¿Papá, es cierto que por estas montañas hay corzos, y que te gustan mucho? ¿Y cómo son? ¿Nos puedes llevar ahora de excursión a ver corzos, ahora, ahora, ahoooooora?”, me preguntaba tirando del pantalón mi hija Candela, de cinco años, hace unos días.
Disfrutaba de una agradable tertulia post-comilona familiar estival campestre cántabra –con tantos adjetivos descriptivos imagínese usted la estampa y volumen de la ingesta– en compañía de los míos y de un matrimonio amigo, quien traía consigo, asimismo, a sus hijos de 6 y 4 años, Miguel y Marta.
Al momento, encerrona y los tres a mi alrededor, con una cara de súplica y la aventura pintada en sus ojos, ¡cualquiera podría renegar la invitación que me hacían los niños para dar con ellos un paseíto por el campo!
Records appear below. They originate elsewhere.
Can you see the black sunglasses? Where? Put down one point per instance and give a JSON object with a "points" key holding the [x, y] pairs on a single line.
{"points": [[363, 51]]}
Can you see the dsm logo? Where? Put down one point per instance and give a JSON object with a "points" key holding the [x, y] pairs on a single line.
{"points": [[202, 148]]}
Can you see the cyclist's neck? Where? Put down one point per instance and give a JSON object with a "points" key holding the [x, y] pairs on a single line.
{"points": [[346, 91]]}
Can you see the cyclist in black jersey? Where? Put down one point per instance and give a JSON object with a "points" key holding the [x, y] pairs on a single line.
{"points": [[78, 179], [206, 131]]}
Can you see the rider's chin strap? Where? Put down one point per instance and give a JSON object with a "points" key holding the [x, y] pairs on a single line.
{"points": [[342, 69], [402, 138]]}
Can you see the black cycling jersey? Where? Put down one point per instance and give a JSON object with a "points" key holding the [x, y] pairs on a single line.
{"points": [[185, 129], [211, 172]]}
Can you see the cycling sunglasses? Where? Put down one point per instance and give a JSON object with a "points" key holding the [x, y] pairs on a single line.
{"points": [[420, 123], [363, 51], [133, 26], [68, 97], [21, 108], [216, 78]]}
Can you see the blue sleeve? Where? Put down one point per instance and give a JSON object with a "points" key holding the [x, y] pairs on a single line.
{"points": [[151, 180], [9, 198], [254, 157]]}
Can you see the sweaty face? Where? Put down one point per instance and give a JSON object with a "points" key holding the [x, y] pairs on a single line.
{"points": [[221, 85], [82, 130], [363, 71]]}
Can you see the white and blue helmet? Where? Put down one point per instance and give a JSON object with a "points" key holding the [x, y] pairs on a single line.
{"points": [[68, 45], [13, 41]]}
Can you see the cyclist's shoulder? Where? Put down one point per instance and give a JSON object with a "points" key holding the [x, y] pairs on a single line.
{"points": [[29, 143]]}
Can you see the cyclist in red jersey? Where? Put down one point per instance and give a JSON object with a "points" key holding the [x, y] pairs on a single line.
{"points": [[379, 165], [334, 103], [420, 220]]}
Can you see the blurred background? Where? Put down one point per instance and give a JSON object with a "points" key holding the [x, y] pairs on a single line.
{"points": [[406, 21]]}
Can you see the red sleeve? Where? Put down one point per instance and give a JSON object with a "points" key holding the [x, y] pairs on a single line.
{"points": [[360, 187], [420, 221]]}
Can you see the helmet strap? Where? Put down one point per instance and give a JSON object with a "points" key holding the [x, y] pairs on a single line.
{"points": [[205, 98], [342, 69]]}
A la ribera del río de Eva intentaríamos encontrar algún corzo que se hubiera despistado por completo y anduviera visible –sin prismáticos– y sordo a esas horas, las seis de la tarde de un calurosísimo día, y a una distancia razonable y cómoda de andar para los niños. En fin…
–Cuidado, niños, esas plantas que veis ahí son ortigas, y si las tocas pican mucho, así que ni las rocéis. Tienen unos pelitos que contienen un líquido, llamado ácido fórmico, que al rozar la piel pica mucho, así que cuidado donde pisáis –les advertí–, id con los ojos muy abiertos.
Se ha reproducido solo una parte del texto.